Science politique : une marginalisation inquiétante

L’Association Nationale des Candidats aux métiers de la Science Politique (ANCMSP) s’alarme de la situation de la science politique au sein de différents sites universitaires.


Structurellement dominée dans des départements juridiques, la science politique pâtit depuis longtemps de cette situation. La loi relative aux libertés et responsabilités des universités (LRU) constitue une nouvelle fenêtre d’opportunité utilisée pour marginaliser davantage notre discipline. Certains sites le montrent, que cela soit à travers une décrue des financements doctoraux ou à travers la fermeture de diplômes.

À Toulouse, le dernier rapport de l’AERES sur le LaSSP (EA 4715) fait état d’une recherche de qualité menée au sein de ce laboratoire. Il note, toutefois, un éloignement croissant entre ce laboratoire et l’université de Toulouse 1. L’ANCMSP, dans une lettre adressée au président de l’université et au directeur de l’Ecole doctorale a souligné cet éloignement particulièrement manifeste en ce qui concerne les financements de thèse, les charges d’enseignement des contrats doctoraux attribués aux doctorants du LaSSP et les formations proposées au sein de l’École Doctorale de Sciences Juridiques et Politiques. La marginalisation croissante des doctorants du LaSSP au sein de l’école doctorale de droit et science politique et de l’université risque de fragiliser non seulement cette équipe de recherche mais également la dimension interdisciplinaire des structures qui l’accueillent. La pérennité des financements pour des thèses en science politique menées au sein de ce laboratoire semble donc fortement compromise.

À Rennes, la science politique divisée entre Rennes 1 et l’IEP a pour conséquence de reporter l’essentiel de l’encadrement des Jeunes chercheurs sur l’Institut d’Etudes Politiques. Le financement des thèses, les opportunités d’assurer des heures d’enseignements et l’encadrement en terme de formation sont ainsi toujours incertains et doivent compter chaque année sur l’activisme d’une équipe d’enseignants-chercheurs. Le défaut de concertation dans les recrutements peut conduire à durcir les clivages et à nourrir des divisions qui éclatent les forces de notre discipline.

A Strasbourg, enfin, un diplôme de Master 1 de science politique qui existait depuis quinze ans a été menacé de fermeture par la Faculté de droit de la nouvelle université de Strasbourg en dépit de ses importants effectifs. Le diplôme n’a dû de survivre à cette décision de fermeture brutale qu’à la mobilisation des enseignants-chercheurs. Les conditions y restent cependant précaires : rattachement du diplôme à une autre composante de l’université de Strasbourg, l’Institut des Hautes Etudes Européennes ; absence de locaux dans lesquels faire cours, si ce n’est une salle annexe de la bibliothèque des sciences…

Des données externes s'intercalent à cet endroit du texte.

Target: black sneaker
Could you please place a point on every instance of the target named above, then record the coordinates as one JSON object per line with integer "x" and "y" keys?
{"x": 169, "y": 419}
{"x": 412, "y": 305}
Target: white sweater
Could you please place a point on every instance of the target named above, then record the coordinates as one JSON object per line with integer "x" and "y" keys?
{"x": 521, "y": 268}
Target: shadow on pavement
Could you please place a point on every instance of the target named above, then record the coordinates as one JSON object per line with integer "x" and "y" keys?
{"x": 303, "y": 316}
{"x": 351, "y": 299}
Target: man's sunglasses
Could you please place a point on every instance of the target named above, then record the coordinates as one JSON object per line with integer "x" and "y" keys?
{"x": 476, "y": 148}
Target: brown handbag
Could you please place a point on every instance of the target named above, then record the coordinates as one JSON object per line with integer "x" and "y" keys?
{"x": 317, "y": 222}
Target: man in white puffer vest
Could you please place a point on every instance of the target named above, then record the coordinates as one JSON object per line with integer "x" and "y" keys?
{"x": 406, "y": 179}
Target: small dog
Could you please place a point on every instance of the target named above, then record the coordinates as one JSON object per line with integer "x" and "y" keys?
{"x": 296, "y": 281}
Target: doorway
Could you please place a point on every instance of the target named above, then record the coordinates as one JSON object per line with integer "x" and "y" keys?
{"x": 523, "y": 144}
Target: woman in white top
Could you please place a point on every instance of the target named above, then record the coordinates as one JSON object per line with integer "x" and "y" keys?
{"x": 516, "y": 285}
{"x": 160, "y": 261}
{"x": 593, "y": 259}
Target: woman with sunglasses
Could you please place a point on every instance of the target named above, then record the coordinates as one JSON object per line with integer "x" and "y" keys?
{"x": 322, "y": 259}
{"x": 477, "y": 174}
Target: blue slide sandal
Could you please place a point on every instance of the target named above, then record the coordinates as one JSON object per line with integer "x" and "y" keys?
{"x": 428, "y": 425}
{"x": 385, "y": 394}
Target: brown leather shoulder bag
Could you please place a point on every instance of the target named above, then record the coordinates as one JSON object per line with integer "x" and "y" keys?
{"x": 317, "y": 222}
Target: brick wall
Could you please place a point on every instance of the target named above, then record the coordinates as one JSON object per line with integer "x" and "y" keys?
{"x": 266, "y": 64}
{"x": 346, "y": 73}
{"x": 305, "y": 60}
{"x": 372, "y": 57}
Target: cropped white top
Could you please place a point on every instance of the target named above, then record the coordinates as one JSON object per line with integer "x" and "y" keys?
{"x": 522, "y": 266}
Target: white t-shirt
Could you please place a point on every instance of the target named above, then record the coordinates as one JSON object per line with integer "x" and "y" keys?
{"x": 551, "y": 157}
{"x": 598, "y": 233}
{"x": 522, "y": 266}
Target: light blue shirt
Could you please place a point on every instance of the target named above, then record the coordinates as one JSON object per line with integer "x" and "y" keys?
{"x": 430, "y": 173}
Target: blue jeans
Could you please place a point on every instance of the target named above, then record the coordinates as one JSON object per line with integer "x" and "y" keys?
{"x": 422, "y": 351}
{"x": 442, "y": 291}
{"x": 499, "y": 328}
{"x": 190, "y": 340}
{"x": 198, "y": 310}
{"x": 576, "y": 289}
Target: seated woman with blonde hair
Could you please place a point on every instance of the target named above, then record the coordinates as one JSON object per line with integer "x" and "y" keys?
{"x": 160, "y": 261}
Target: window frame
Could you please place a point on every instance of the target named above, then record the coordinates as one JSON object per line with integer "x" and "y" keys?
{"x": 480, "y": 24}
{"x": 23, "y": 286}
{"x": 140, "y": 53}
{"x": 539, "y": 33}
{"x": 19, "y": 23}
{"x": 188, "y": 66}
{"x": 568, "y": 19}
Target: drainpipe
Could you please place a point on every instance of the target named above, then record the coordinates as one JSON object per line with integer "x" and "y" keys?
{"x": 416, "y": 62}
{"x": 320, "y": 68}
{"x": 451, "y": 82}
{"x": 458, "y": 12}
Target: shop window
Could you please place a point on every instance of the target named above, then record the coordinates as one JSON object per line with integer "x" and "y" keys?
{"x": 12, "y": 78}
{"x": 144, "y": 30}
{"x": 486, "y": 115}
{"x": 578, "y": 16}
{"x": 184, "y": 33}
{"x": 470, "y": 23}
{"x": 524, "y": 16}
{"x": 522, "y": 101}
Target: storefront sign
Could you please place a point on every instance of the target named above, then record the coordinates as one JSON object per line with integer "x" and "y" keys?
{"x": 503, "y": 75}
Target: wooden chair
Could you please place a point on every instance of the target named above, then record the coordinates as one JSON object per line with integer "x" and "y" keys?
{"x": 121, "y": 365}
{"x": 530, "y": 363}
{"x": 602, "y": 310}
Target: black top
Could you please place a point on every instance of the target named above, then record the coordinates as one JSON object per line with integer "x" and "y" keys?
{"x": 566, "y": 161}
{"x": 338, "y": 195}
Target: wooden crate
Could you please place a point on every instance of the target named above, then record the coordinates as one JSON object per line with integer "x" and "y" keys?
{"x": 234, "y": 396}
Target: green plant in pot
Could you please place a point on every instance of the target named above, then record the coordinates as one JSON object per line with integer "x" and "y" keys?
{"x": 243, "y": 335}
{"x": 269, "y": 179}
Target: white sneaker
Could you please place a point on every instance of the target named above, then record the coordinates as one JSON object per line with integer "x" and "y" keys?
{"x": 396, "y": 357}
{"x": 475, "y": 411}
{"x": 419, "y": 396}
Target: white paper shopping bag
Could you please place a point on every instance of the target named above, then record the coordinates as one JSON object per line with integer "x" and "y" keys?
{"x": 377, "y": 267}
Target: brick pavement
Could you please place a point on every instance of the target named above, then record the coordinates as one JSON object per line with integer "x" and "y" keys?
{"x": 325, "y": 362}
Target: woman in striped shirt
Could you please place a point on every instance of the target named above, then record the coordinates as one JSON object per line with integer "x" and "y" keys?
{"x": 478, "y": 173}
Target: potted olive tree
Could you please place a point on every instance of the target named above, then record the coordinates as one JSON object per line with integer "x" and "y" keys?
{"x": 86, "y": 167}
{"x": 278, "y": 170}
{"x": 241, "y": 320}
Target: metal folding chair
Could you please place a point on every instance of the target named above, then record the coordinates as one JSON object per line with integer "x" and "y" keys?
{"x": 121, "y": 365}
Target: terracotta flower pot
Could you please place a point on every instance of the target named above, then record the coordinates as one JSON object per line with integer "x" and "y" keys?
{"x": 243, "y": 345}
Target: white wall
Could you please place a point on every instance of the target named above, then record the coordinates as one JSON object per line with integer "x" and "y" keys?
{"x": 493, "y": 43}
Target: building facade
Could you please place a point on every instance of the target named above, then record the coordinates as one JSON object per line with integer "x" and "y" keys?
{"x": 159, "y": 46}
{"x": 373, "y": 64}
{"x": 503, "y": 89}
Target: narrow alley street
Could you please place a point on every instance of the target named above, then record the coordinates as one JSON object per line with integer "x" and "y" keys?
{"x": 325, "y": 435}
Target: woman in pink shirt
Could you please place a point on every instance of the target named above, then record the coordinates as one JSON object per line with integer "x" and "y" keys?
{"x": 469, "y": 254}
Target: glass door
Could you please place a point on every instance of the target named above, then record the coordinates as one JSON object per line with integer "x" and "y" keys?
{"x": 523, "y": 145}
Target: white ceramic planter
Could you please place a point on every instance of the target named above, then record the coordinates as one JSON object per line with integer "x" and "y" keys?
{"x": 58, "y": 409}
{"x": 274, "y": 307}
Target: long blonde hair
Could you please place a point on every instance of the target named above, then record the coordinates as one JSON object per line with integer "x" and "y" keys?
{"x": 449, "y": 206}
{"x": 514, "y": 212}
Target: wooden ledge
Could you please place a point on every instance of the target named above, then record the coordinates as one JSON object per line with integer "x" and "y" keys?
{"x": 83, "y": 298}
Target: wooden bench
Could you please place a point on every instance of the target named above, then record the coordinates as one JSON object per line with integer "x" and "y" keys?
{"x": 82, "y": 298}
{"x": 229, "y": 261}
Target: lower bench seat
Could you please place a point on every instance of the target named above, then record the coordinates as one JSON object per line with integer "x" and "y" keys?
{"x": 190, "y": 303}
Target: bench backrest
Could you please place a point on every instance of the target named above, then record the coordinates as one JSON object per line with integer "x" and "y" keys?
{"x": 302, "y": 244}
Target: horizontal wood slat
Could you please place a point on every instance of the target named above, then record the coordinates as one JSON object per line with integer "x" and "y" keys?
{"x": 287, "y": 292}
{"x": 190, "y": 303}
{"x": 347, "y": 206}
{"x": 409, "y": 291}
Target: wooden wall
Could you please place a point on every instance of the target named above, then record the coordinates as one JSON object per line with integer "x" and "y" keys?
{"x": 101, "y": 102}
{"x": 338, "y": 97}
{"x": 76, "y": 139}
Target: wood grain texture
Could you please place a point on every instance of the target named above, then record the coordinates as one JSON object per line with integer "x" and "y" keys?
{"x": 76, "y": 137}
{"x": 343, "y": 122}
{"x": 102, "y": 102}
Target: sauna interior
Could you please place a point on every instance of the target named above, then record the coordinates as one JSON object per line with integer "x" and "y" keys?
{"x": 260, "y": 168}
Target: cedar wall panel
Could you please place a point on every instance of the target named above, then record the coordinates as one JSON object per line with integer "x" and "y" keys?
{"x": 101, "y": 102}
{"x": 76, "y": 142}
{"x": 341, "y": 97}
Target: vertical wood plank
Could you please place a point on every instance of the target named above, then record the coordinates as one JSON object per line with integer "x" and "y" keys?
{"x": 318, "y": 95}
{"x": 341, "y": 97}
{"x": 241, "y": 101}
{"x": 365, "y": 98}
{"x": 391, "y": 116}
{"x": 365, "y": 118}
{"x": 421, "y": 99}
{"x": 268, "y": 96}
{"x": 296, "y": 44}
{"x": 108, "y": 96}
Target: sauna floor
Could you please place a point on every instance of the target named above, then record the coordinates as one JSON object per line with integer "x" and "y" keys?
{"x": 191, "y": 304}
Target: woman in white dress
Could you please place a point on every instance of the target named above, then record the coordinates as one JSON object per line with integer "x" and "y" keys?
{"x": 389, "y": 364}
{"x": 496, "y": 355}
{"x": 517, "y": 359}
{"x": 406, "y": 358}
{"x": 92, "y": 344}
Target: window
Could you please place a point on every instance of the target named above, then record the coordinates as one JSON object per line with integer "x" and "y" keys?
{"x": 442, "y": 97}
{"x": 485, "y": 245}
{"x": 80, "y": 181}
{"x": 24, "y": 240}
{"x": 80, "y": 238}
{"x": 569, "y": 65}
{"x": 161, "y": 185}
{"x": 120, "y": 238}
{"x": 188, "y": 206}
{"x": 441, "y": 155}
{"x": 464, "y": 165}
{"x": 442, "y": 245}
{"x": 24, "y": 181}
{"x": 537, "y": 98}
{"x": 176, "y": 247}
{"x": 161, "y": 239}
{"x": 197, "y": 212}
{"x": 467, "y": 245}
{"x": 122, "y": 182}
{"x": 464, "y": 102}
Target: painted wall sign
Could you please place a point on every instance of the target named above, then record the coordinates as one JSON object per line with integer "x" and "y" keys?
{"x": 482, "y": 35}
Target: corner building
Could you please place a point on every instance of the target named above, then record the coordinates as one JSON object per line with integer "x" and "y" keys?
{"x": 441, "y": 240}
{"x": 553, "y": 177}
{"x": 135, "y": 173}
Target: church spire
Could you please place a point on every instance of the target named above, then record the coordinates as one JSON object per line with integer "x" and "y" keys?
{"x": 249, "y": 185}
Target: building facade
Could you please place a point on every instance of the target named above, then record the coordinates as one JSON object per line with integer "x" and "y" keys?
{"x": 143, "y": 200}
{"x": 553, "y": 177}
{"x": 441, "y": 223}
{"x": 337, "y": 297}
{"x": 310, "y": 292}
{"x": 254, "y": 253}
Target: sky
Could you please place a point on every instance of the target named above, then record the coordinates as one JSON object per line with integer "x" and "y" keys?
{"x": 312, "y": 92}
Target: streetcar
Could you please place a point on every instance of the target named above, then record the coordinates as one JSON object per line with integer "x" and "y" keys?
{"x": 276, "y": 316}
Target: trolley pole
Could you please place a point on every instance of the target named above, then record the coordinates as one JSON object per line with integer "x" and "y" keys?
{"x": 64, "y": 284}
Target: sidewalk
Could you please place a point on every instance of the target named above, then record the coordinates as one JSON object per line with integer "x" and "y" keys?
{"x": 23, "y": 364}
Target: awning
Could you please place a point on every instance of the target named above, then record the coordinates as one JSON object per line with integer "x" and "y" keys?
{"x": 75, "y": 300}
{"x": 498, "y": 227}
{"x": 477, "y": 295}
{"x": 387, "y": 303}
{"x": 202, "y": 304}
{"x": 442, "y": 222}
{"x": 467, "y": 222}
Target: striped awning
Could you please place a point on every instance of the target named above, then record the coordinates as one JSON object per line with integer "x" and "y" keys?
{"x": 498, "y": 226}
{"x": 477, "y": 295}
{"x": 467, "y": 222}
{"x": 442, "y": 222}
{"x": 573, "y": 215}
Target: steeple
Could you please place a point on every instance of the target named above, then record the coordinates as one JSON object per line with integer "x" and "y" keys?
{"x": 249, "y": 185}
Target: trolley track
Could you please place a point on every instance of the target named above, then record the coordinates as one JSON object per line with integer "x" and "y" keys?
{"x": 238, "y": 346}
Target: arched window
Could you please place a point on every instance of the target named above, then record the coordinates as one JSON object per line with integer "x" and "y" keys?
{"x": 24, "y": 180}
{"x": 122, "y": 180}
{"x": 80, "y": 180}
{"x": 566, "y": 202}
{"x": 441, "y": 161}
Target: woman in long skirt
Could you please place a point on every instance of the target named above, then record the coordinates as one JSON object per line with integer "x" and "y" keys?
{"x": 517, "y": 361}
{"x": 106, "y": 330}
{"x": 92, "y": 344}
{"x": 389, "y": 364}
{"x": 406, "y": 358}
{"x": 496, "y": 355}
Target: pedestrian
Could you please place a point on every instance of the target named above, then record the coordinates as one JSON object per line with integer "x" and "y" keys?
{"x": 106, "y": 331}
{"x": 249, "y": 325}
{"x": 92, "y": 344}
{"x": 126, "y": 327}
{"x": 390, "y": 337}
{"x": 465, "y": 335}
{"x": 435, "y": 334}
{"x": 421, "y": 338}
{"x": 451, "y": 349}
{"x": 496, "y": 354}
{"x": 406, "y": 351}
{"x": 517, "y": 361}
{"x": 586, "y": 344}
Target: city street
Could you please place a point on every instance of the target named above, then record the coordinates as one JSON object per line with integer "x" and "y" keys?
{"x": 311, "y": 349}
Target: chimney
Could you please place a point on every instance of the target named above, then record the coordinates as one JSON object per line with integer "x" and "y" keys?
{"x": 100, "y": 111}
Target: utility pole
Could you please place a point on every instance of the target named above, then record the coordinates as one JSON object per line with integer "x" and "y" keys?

Trois sites, trois situations. Si ce portrait n’est pas exhaustif, il incite cependant à une prise de conscience collective de cette nouvelle vague de marginalisation et doit conduire à une plus grande vigilance pour coordonner la défense de notre singularité.

Plus généralement, l’état des recrutements dans notre discipline devrait servir d’alerte générale auprès de tous les politistes : le faible nombre de postes offerts crée des situations inacceptables pour les candidats aux métiers de la science politique, comme le fait que les postes laissés vacants (mutation, agrégation) soient remplacés tardivement et compensés par des vacations et des heures supplémentaires. Il est de même à déplorer que certains postes ouverts ne soient pas pourvus, et ce alors même que le nombre de candidats est très supérieur au nombre de postes.

L’engagement des enseignants-chercheurs titulaires aux côtés des candidats aux métiers de la science politique doit redoubler dans la conjoncture actuelle de la discipline, et l’ANCMSP appelle à une mobilisation plus intensive sur l’ensemble des sites concernés par l’enseignement et la recherche en science politique.